Gehlen scheint mit Cromes Arbeit am Felfe-Fall zufrieden gewesen zu sein. Aufgrund seiner Beteiligung an der Aufdeckung des Doppelagenten wurde dieser 1963 mit der Leitung der Organisationseinheit 85 (Org 85) betraut. Die Aufgabe der Org 85 bestand darin, diejenigen Mitarbeiter im BND zu ermitteln, die im NS-Regime an Gewalttaten beteiligt waren. In Folge dieser Untersuchungen mussten 71 Mitarbeiter den BND verlassen. Allerdings sollte es noch 45 Jahre dauern, bis auch die Öffentlichkeit Zugang zu den Ergebnissen Chromes erhielt. Soviel öffentliche Aufarbeitung war dann doch nicht erwünscht.

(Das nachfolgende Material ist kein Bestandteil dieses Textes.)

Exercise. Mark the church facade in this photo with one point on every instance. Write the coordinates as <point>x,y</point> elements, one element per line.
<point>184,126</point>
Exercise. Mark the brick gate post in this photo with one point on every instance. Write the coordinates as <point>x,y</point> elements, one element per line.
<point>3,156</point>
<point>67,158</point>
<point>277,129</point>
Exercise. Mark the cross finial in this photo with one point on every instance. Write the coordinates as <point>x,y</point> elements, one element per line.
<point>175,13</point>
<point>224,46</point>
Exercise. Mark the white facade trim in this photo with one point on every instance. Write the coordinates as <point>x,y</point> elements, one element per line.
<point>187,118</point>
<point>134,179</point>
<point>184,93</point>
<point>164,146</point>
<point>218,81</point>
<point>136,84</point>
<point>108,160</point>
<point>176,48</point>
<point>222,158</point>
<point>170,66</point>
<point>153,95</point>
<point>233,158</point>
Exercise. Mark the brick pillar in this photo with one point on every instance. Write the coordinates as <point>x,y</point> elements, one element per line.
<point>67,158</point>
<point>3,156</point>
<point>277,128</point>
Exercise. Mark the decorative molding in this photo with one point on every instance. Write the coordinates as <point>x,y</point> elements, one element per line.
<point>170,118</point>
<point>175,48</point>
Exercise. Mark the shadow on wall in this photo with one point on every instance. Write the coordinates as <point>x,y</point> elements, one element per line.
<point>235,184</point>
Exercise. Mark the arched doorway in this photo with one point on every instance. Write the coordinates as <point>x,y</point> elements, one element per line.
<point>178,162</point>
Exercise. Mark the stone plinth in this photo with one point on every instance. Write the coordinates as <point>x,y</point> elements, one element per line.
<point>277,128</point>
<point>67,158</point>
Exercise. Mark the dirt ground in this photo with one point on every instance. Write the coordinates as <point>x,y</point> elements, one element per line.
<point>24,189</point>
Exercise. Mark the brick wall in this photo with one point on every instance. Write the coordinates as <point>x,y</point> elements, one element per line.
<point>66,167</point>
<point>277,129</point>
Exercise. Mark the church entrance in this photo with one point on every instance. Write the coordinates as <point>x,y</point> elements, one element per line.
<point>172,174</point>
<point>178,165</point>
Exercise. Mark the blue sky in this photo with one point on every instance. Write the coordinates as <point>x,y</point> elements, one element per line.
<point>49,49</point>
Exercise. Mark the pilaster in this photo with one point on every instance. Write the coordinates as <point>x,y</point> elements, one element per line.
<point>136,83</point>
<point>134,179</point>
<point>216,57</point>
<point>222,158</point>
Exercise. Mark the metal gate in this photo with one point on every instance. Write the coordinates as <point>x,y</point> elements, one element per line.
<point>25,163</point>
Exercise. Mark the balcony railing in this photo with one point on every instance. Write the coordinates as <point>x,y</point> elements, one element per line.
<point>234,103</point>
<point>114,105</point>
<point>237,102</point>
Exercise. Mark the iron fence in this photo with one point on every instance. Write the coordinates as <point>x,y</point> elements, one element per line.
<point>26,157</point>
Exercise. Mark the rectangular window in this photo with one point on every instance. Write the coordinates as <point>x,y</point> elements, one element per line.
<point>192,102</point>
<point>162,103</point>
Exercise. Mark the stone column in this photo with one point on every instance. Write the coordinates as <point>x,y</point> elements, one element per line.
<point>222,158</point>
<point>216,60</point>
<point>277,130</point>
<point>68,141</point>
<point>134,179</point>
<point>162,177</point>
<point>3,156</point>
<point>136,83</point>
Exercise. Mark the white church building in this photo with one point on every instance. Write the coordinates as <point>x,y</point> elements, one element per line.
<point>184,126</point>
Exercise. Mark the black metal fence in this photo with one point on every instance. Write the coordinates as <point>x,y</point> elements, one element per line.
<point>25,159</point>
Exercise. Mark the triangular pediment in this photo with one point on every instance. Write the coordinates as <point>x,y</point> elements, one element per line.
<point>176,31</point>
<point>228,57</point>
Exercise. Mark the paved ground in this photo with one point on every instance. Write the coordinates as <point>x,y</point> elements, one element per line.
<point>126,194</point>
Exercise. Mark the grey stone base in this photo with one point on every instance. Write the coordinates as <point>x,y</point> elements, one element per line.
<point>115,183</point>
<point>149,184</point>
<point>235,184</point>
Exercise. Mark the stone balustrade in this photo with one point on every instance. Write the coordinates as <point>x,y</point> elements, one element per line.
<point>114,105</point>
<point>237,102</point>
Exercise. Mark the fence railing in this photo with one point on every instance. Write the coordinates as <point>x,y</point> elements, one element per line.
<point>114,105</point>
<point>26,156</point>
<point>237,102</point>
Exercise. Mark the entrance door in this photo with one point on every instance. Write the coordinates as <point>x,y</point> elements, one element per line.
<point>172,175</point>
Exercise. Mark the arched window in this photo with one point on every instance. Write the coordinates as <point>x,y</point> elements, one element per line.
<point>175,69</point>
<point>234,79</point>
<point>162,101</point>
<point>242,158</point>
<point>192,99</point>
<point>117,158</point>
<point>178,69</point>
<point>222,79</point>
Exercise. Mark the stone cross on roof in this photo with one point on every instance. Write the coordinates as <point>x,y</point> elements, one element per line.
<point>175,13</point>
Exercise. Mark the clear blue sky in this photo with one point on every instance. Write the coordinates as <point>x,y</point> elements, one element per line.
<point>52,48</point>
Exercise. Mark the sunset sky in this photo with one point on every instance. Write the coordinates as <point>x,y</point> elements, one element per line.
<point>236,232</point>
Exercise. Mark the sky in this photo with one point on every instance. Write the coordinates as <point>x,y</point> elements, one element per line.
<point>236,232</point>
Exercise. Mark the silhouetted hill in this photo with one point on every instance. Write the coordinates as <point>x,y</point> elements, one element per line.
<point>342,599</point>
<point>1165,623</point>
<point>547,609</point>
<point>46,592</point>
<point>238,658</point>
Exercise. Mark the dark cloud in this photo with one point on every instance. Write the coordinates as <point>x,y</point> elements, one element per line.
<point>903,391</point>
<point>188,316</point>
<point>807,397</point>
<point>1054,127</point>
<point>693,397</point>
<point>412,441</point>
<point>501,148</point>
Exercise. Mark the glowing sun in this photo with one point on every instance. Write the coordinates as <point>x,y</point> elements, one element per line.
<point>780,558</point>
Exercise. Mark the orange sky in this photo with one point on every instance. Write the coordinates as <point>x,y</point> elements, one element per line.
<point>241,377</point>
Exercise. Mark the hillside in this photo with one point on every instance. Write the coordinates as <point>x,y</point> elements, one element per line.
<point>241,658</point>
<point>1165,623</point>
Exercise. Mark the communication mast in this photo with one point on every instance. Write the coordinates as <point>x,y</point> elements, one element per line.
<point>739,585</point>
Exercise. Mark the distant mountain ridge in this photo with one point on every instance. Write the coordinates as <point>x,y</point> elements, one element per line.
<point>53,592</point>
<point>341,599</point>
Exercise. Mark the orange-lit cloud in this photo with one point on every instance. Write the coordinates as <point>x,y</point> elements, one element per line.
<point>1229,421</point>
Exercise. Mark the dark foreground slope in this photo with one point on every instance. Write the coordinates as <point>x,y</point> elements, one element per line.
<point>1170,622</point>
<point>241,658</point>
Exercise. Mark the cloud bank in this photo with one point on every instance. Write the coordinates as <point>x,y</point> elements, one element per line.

Neue Erkenntnisse durch erstmals zugängliche BND-Akten

Neben den Einblicken Cromes als Zeitzeugen war es die Fachkenntnis Hechelhammers, die es möglich machte, das Thema vielschichtig zu beleuchten. Hechelhammer konnte bei seiner Arbeit nicht nur auf erstmals zugängliche BND-Akten und Zeitzeugen zurückgreifen, manchmal kam ihm auch der Zufall zur Hilfe.

So berichtete er, dass er einmal nach einem Vortrag über das Thema von einem älteren Ehepaar angesprochen wurde, die ihm erzählten, dass sie Felfes erste Ehefrau gekannt hätten. Als sich dann herausstellte, dass aus dieser Bekanntschaft sogar noch Briefwechsel vorhanden waren, wurde Hechelhammer klar, dass sich hier eine neue Quelle auftat. Diese machte es möglich, Details zur Person Felfe zu erfahren, die weder Cromes Untersuchungen noch Felfes eigene biografische Aufzeichnungen bieten konnten – ein Glücksfall für den Historiker.

Felfes Motiv ist immer noch ungeklärt

Doch trotz aller Kenntnisse, die Hechelhammer und Crome unter der Moderation Enbergs an diesem Abend zusammentragen konnten – ein wesentlicher Aspekt von Felfes Spionagetätigkeit lässt sich nach wie vor nicht abschließend klären: das Motiv. Warum wird der überzeugt antikommunistische und nationalsozialistisch gesinnte ehemalige SS-Obersturmführer im Sicherheitsdienst erst zum Informanten des MI6, um dann zur Vorläuferorganisation des BND zu kommen und sich anschließend vom KGB anwerben zu lassen?

Während Crome die Gründe für diesen außergewöhnlichen Lebenslauf vor allem in Felfes Ego – dem Streben nach Anerkennung und Bedeutsamkeit – begründet sieht, vermutet Hechelhammer eher ein Motivationsbündel, dass unter anderem beeinflusst wurde durch die lange Zeit sehr ärmlichen Lebenszustände Felfes. Trotz aller Fortschritte zum Forschungsgegenstand Felfe bleibt diese Frage also immer noch offen für Interpretationen.


Die nächste Veranstaltung im Deutschen Spionagemuseum wendet sich der Gegenwart zu. Am 17. September gehen prominente Experten der Frage nach, wie Künstliche Intelligenz durch Nachrichtendienste eingesetzt wird. Der Eintritt ist wie immer frei.